Creamy Horseradish Sauce

  • 120 g sour cream, chilled
  • 30 g prepared horseradish
  • 10 g fresh chives, finely chopped
  • 15 ml lemon juice, freshly squeezed
  • salt
  • black pepper

Striped Bass

  • 600 g striped bass fillets, skin-on, descaled
  • 30 ml grapeseed oil
  • 30 g unsalted butter
  • salt

Nutrition (per serving)

312
Calories
28g
Protein
3g
Carbs
21g
Fat
0g
Fiber
1g
Sugar
454mg
Sodium

Method

01

In a small mixing bowl, combine the sour cream, prepared horseradish, chopped chives, and lemon juice. Season with salt and black pepper to taste. Whisk until smooth and refrigerate until serving.

5m
02

Pat the striped bass fillets extremely dry with paper towels, especially the skin side. Moisture is the enemy of crispiness. Using a sharp knife, score the skin lightly 2-3 times (do not cut deep into the flesh) to prevent curling. Season both sides generously with salt.

03

Heat the oil in a heavy-bottomed skillet over medium-high heat until shimmering but not smoking. Carefully place the fillets in the pan, skin-side down, laying them away from you to avoid splatter.

04

Immediately press down gently on each fillet with a spatula for 10-15 seconds to ensure the skin stays flat against the pan. Cook undisturbed for 4-5 minutes until the skin is golden brown, crispy, and the flesh is opaque 3/4 of the way up the side.

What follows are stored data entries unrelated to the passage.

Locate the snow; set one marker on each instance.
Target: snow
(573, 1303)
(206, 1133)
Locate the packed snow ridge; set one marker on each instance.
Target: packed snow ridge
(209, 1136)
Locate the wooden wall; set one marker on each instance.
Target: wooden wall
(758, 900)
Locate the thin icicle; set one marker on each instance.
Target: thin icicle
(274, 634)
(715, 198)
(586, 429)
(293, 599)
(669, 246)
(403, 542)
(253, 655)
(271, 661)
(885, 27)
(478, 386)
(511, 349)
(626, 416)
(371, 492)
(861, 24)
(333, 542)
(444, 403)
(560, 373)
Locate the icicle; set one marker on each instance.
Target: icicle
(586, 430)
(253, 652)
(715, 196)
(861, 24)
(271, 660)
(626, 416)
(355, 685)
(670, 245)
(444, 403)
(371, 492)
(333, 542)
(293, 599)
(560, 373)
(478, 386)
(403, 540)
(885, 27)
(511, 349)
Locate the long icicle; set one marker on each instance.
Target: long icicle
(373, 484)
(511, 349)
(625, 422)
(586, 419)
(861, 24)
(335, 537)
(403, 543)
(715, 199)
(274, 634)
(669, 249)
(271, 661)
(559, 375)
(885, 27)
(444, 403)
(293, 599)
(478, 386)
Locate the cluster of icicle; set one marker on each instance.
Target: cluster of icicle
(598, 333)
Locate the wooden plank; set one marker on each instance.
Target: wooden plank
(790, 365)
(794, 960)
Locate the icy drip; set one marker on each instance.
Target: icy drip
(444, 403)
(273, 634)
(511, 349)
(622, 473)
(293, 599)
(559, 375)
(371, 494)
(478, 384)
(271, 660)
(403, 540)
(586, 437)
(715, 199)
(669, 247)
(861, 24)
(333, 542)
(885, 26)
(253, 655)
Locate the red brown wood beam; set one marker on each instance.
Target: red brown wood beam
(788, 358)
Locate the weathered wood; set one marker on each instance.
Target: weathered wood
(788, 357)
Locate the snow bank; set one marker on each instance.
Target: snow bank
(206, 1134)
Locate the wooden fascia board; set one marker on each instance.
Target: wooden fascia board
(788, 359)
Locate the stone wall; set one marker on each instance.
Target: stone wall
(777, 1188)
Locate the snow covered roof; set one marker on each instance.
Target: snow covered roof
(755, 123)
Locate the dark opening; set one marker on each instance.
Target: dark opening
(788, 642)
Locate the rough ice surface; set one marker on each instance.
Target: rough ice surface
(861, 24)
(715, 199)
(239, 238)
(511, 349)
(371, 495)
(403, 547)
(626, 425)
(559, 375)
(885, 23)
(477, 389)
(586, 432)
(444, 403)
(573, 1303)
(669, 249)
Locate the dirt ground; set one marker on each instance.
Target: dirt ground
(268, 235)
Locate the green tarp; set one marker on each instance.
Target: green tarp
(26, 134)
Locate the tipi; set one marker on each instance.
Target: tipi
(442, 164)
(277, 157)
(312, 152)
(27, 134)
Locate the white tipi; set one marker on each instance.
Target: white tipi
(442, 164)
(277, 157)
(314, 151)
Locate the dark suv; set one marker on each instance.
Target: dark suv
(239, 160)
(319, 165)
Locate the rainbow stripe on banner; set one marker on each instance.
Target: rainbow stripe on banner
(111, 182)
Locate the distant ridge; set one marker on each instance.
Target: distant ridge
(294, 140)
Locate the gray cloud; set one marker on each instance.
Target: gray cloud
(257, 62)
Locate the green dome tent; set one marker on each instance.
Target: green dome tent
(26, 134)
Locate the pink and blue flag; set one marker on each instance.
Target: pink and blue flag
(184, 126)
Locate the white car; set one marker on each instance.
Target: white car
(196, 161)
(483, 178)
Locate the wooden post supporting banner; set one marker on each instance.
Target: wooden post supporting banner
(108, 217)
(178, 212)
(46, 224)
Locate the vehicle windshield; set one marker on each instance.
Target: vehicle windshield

5mLook for: Skin is golden brown; flesh is mostly opaqueFeel: Skin feels rigid and crisp
05

Flip the fillets carefully. If using butter, add it to the pan now and tilt the pan to baste the fish for 1-2 minutes until just cooked through. The internal temperature should reach 63°C/145°F.

2m
06

Remove the fish from the pan and plate immediately, skin-side up to maintain crispiness. Serve with a dollop of the chilled horseradish chive sauce on the side or underneath the fish.

Chef's Notes

  • Scoring the skin prevents the fillets from curling up into a 'U' shape when the proteins contract from the heat.
  • For the sauce, 'prepared horseradish' is grated root in vinegar. Avoid 'horseradish sauce' which is already mixed with mayo/cream and is too mild.
  • Striped bass is sustainable and has a clean flavor, but this recipe also works beautifully with Red Snapper or Black Sea Bass.
  • Always plate skin-side up. If you put the sauce on top of the skin, you will ruin the crispy texture you worked for.

Storage

Refrigerator: 2 daysFish is best eaten immediately; sauce keeps for 3-4 days.